“Bir insanın kişiliğinin gerçekten olağanüstü yönlerini anlayabilmek için, eylemlerini uzun yıllar boyunca izleyebilme şansına sahip olmak gerekir. Kişinin eylemleri bencillikten tamamen arınmışsa, onu eyleme yönlendiren itki eşsiz bir yücegönüllülük örneğiyse, hiçbir ödül beklemediği kesinse ve dahası yeryüzünde silinmeyecek izler bırakmışsa, işte o vakit gerçekten de, hataya yer bırakmayacak bir kesinlikle, unutulmaz bir insandan bahsediyoruz demektir.”
İşte bu hikaye, tek başına, çok kısıtlı imkanlarla, bir çölü ormana dönüştürmüş olan bir adamın hikayesi. Bulunduğu yere ve çevresine yaşamı taşıyan, orayı yeniden yaşanılabilecek bir yer haline getiren, umudu tazeleyen bir adam.
Her gün sürüsünü meraya götürdüğünde özenle hazırladığı meşe palamutlarını yanında taşıdığı demir çubukla toprağı kazarak eken bir çoban düşünün. Eğitimi olmayan, yalnız, münzevi biri. Tohumların hepsini ektikten sonra da ertesi gün için tohum toplamaya başlıyor. Ve bunu yıllarca yapıyor. Herzaman başarılı olamıyor elbette. Ektiği her tohum ağaca dönüşemiyor. Pek çok hayalkırıklığına uğruyor. Ama böyle bir başarıyı yakalamak, böyle bir tutkuyu hayata geçirebilmek için umuda sıkı sıkı sarılıyor. Yıllar içinde farklı türde ağaçlar da dikiyor. Rüzgar farklı tohumları taşıyor. Ve o bölge dönüşüyor. Kurumuş dereler suyla doluyor.
Muhteşem bir etki-tepki mekanizması işliyor ve burası insanların yaşayabileceği bir yer haline geliyor. Yıllar sonra orman devlet koruması altına alınıyor.

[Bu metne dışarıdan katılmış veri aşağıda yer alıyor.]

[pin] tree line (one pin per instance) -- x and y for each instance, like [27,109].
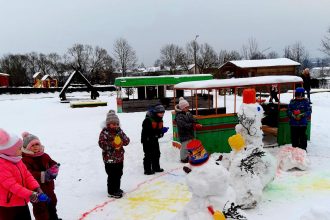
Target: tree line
[101,68]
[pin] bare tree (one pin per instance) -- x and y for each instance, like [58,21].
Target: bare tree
[79,56]
[124,55]
[193,49]
[250,50]
[32,64]
[225,56]
[101,65]
[16,66]
[297,52]
[172,55]
[326,43]
[207,57]
[272,55]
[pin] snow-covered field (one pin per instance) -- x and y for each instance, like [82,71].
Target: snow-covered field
[70,136]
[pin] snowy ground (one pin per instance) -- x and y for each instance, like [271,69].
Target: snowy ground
[70,136]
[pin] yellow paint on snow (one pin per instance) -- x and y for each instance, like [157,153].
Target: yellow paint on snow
[159,197]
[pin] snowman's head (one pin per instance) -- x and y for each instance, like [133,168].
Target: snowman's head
[209,179]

Kitabın sonunda yazar, bu hikayenin tamamen kurmaca olduğunu, amacının ağaç sevgisi aşılamak, hatta özellikle ağaç dikmeyi sevdirmek olduğunu söylüyor. O öyle söylese de ben yine de gerçek olduğuna ya da gerçeklik payının olduğuna inanmak istiyorum. Ve bu hikayenin okuyan herkesin kalbinde çok özel bir yere dokunacağını ümit ediyorum. Genel bağlamda ise doğayı koruma konusunda bireysel gayretin önemine gönülden inananlardanım❤
”Ağaç Diken Adam”, Jean Giono’nun kaleminden ve Büyülü Fener Yayınları’ndan.